We hypothesize that the unsupervised deconvolution of gene expression profiles could reveal genomic subclones that affect cancer-related biological functions and patient survival and that radiogenomic signatures at the imaging level could capture the underlying intratumour heterogeneity evident at the molecular level. In multiscale modelling of biological systems, the term multiscale refers to the use of data from more than one scale21. We have used data from two scales, specifically transcriptome data and imaging data. Tumour subclone heterogeneity is identified at the genomic (transcriptome) scale using a fully unsupervised deconvolution method applied to gene expression profiles. Imaging scale intratumour heterogeneity is characterized using a set of radiomic feature analyses. The noninvasive radiogenomic signatures associating these two scales are further identified to classify patients into groups with distinct subclone compositions. Here, we investigate the biological and clinical relevance of modelling multiscale intratumour heterogeneity by conducting a radiogenomic analysis of 1310 samples of breast cancer patients on five datasets of three data cohorts (Figs. 1 and 2). The analysis is performed in three phases. First (phase 1), genomic subclones are identified using a fully unsupervised deconvolution analysis of gene expression profiles. Biological functions of the subclones are inferred by gene set enrichment analysis (GSEA); prognostic genomic signatures are identified using a genomic development dataset and tested on a genomic testing dataset.

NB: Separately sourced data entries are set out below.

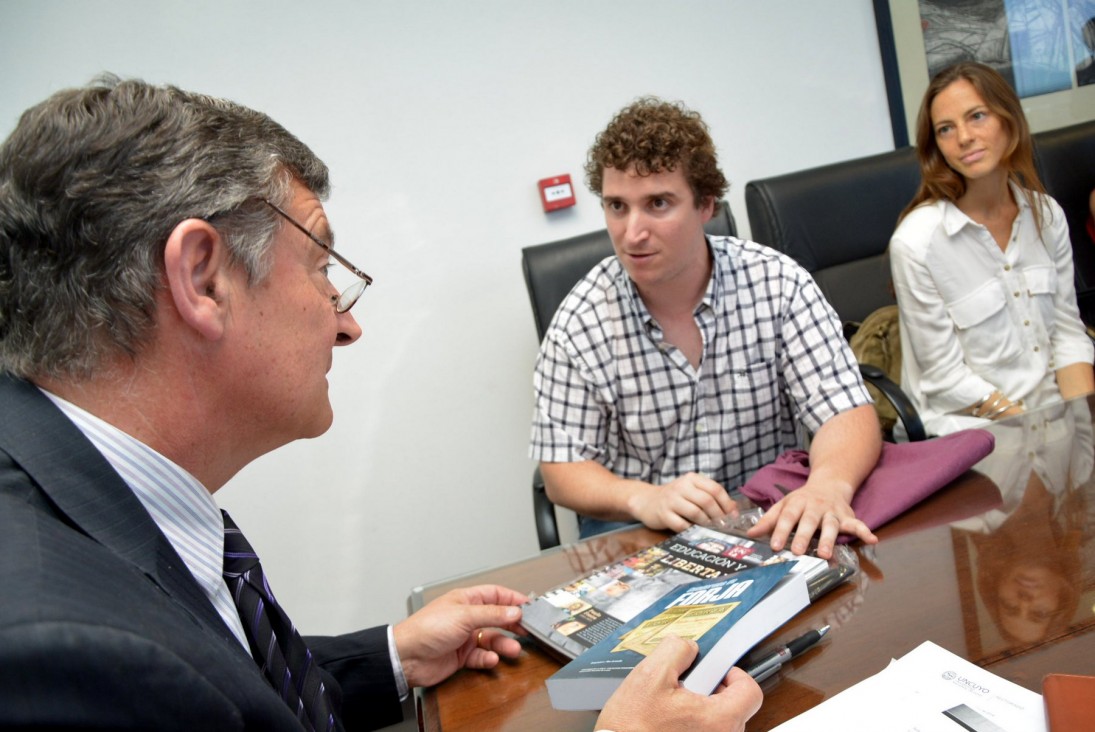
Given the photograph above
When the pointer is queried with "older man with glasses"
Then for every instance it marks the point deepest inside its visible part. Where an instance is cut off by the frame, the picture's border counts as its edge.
(166, 316)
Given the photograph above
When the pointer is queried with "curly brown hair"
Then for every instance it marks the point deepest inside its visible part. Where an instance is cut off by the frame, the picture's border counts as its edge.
(937, 180)
(655, 137)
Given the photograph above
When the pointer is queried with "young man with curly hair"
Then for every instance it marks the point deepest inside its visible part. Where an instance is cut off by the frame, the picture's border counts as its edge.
(682, 364)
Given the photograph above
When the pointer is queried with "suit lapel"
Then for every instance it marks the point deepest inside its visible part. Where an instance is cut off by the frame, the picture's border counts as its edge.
(91, 494)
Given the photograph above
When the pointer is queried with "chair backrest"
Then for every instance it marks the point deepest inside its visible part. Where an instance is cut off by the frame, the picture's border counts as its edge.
(837, 220)
(552, 270)
(1065, 160)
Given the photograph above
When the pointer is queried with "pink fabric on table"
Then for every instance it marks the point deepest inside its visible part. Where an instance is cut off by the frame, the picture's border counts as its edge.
(906, 475)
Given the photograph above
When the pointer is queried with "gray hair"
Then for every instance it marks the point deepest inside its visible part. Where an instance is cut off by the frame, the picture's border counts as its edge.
(93, 181)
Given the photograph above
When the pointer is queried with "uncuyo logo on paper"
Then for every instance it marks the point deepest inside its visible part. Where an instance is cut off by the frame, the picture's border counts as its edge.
(967, 684)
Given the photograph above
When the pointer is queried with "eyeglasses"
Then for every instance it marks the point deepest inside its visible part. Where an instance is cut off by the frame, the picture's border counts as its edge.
(348, 295)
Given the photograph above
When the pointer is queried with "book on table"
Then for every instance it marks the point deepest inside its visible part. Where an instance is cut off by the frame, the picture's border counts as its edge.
(573, 617)
(725, 617)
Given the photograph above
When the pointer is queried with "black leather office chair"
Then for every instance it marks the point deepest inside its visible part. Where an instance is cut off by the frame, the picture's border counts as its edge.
(837, 220)
(1065, 160)
(551, 272)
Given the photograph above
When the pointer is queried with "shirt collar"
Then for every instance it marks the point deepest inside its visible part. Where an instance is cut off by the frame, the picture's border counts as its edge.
(955, 218)
(180, 505)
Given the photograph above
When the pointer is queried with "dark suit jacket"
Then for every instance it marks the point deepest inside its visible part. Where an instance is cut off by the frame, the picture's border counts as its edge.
(102, 625)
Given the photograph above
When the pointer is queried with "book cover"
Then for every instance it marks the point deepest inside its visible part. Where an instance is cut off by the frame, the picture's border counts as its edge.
(725, 617)
(1070, 702)
(571, 618)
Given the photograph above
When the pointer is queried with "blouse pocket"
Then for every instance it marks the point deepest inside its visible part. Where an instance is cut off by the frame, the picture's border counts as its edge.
(1041, 287)
(983, 327)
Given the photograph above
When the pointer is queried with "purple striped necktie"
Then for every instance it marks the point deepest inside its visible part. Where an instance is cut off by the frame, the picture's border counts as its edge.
(276, 645)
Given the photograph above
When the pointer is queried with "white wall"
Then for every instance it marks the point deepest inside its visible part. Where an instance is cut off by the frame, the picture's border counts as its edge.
(437, 118)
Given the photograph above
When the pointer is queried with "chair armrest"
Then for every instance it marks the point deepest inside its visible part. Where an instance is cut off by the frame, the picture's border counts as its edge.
(543, 512)
(903, 407)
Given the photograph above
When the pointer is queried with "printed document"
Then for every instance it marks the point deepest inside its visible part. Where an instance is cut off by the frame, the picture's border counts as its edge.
(930, 689)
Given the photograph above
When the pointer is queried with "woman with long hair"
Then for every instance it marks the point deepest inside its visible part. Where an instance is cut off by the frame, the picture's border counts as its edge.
(982, 264)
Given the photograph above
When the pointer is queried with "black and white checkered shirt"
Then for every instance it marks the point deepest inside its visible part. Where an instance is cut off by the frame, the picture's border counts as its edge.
(609, 388)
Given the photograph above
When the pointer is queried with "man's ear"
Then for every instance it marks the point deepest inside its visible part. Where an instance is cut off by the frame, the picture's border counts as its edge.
(707, 208)
(196, 263)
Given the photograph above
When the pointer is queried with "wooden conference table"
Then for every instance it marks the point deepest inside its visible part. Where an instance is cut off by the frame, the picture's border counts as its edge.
(998, 568)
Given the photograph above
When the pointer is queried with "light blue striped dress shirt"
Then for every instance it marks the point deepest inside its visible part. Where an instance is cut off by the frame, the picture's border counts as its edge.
(179, 504)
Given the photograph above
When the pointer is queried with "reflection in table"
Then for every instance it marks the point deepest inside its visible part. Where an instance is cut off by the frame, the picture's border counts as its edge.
(998, 568)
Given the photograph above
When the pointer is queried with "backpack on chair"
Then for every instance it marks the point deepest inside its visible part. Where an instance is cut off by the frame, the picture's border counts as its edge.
(877, 342)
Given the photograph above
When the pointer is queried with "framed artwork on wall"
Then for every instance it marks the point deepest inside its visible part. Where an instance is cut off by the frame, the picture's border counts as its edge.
(1045, 48)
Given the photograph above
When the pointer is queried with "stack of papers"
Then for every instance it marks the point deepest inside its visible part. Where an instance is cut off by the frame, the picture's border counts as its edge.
(930, 689)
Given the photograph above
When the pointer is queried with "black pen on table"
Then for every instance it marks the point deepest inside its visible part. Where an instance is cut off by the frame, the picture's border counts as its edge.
(774, 661)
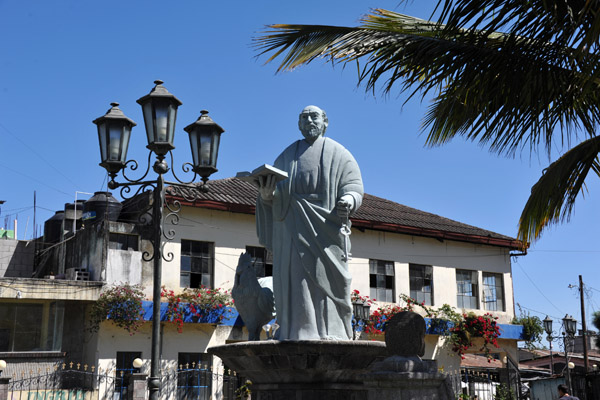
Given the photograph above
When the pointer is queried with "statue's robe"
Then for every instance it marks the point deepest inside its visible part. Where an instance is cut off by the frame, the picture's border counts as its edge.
(311, 283)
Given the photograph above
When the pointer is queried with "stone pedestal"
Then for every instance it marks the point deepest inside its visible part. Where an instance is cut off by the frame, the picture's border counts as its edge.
(406, 378)
(303, 370)
(341, 370)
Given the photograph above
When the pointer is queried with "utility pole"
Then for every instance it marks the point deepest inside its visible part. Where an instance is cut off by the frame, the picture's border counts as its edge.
(584, 335)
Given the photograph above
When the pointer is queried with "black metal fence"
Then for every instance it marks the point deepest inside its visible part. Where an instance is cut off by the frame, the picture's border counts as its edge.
(77, 382)
(61, 383)
(486, 384)
(197, 382)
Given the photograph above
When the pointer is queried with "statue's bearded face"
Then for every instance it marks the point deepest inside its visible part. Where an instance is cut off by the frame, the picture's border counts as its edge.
(312, 123)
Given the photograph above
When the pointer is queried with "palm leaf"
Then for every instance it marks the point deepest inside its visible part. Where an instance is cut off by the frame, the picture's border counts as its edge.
(502, 90)
(553, 196)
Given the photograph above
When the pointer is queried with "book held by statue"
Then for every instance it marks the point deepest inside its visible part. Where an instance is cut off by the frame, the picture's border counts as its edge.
(264, 170)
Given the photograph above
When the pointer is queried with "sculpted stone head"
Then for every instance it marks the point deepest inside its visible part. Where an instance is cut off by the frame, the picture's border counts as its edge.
(312, 123)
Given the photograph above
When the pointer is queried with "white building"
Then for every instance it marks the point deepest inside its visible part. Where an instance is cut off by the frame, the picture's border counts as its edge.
(396, 250)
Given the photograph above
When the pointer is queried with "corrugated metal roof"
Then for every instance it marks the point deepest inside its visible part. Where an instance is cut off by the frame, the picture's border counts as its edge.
(377, 213)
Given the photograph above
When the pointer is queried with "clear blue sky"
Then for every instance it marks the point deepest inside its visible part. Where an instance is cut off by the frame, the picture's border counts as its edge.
(63, 62)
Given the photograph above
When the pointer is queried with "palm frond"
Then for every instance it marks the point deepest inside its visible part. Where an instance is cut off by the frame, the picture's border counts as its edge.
(553, 196)
(501, 90)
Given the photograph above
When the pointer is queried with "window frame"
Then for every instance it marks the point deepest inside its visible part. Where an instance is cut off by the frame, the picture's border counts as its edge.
(196, 279)
(124, 364)
(418, 293)
(132, 238)
(378, 274)
(497, 289)
(474, 282)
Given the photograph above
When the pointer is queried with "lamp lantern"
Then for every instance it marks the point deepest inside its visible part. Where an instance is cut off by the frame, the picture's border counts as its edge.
(205, 135)
(160, 112)
(114, 131)
(366, 311)
(570, 325)
(548, 325)
(357, 308)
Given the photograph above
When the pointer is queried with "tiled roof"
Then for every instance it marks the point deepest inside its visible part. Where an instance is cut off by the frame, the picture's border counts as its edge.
(235, 195)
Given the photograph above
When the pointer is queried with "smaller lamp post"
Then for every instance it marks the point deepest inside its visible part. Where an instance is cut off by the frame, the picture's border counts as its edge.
(137, 363)
(361, 311)
(569, 329)
(548, 328)
(159, 108)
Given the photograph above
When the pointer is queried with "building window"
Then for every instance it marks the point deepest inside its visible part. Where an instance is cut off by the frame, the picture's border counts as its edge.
(493, 292)
(466, 288)
(197, 264)
(123, 241)
(31, 327)
(381, 280)
(124, 369)
(421, 283)
(194, 376)
(262, 260)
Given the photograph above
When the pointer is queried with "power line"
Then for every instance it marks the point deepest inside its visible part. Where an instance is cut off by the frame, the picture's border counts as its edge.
(37, 154)
(34, 179)
(538, 289)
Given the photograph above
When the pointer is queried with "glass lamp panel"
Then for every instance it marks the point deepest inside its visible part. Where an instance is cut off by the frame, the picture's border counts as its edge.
(115, 132)
(147, 110)
(205, 149)
(161, 112)
(548, 325)
(215, 146)
(194, 146)
(103, 141)
(126, 136)
(171, 122)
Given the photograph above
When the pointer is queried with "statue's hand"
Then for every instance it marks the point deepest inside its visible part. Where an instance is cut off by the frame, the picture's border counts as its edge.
(345, 205)
(266, 187)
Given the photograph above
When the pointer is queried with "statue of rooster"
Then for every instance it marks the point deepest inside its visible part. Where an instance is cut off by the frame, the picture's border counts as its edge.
(253, 297)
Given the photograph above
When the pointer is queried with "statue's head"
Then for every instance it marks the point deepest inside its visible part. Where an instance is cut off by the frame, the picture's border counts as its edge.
(312, 123)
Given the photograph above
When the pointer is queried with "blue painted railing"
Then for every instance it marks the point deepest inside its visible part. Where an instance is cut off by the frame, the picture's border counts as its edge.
(232, 318)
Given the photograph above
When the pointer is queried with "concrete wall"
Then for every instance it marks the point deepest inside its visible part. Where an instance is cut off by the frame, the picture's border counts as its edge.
(232, 232)
(16, 258)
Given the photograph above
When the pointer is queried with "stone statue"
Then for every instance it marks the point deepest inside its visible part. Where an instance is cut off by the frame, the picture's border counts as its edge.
(253, 297)
(299, 219)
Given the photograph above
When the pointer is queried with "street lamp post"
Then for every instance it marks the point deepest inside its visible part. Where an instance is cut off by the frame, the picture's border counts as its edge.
(569, 327)
(548, 328)
(361, 310)
(114, 130)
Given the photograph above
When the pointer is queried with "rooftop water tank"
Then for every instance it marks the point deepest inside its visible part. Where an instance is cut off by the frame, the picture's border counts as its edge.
(53, 226)
(101, 205)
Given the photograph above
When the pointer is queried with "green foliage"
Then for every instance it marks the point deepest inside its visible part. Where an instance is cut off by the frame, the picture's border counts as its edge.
(510, 75)
(198, 302)
(460, 329)
(504, 393)
(122, 305)
(533, 328)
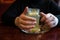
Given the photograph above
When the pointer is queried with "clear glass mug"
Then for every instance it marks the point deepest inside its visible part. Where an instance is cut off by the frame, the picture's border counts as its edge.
(34, 12)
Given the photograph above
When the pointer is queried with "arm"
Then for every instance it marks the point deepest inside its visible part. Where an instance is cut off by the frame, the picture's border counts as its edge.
(9, 16)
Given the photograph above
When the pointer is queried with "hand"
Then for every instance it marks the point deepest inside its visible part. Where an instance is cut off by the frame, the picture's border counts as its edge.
(49, 19)
(25, 22)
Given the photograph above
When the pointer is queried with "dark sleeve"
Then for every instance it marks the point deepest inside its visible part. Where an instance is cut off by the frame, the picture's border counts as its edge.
(13, 11)
(55, 9)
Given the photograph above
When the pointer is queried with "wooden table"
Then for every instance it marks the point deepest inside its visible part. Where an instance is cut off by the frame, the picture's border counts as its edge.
(13, 33)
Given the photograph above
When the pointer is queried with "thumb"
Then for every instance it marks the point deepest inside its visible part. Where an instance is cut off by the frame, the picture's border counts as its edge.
(25, 10)
(42, 14)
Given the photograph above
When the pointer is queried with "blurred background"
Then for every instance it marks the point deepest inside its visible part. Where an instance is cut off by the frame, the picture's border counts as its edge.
(4, 4)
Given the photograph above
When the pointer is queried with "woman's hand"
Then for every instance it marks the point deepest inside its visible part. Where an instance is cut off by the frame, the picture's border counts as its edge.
(25, 22)
(49, 19)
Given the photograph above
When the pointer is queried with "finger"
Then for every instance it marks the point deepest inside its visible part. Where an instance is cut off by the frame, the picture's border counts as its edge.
(26, 22)
(28, 18)
(43, 19)
(25, 10)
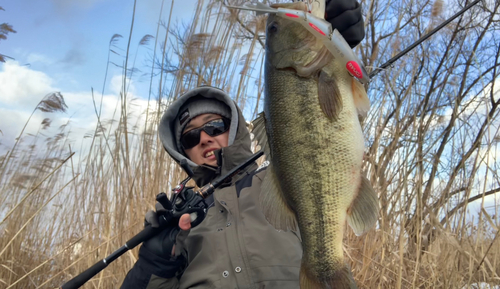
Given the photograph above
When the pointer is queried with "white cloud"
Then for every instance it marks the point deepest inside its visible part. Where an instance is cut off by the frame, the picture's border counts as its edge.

Second (phase 2), radiogenomic signatures are established by mapping radiomic features onto compositions of prognostic subclones in an independent dataset containing matched imaging and gene expression data from each tumour. Third (phase 3), the prognostic value of the identified radiogenomic signatures is further tested on another two independent datasets containing imaging and survival outcomes data. Our results provide a noninvasive and reproducible method for identifying tumour genomic subclones and their underlying biological functions that are useful for clinical applications.

Fig. 1: Framework of the study with three phases.
figure 1

First (phase 1), prognostic subclone biomarkers are identified using a fully unsupervised deconvolution analysis of gene expression profiles. Biological functions of the subclones are inferred by gene set enrichment analysis. Second (phase 2), radiogenomic signatures are established by mapping radiomic features onto compositions of prognostic subclones. Third (phase 3), radiogenomic signatures are assessed on another two independent datasets containing imaging and survival outcomes data.

Fig. 2: Data organization flowchart of three data cohorts.
figure 2

A total of 1310 samples of breast cancer patients were included in five datasets of three data cohorts according to the selection criteria.

Results

Phase 1 Tumour subclone identification

Genome-level intratumour heterogeneity was identified by unsupervised deconvolution of gene expression data and the results were used to develop prognostic genomic signatures representing the key subclones embedded in intratumor heterogeneity. For each patient, tumour subclones were identified from tumour gene expression profiles by finding the geometric vertices and resident genes of a J-dimensional polytope, where J is the number of subclones present in the specimen22 (see Methods). A fully unsupervised convex analysis of mixture (CAM) method13,23 was applied to deconvolute the gene expression profiles in the genomic development dataset (n = 660) from The Cancer Genome Atlas (TCGA). Grouped samples were used independently (exclusively) in different stages/steps of this study (Fig. 2). This approach generated the reference gene expression matrix that represents the overall expression value of the subclone-specific marker genes and the fraction matrix that represents the proportion of each genomic subclone over all the subclones for each sample. The number of subclones was detected using the minimum description length (MDL). MDL selected K = 7 as the number of subclones, representing the maximum number of sources with the minimum value (Fig. 3a).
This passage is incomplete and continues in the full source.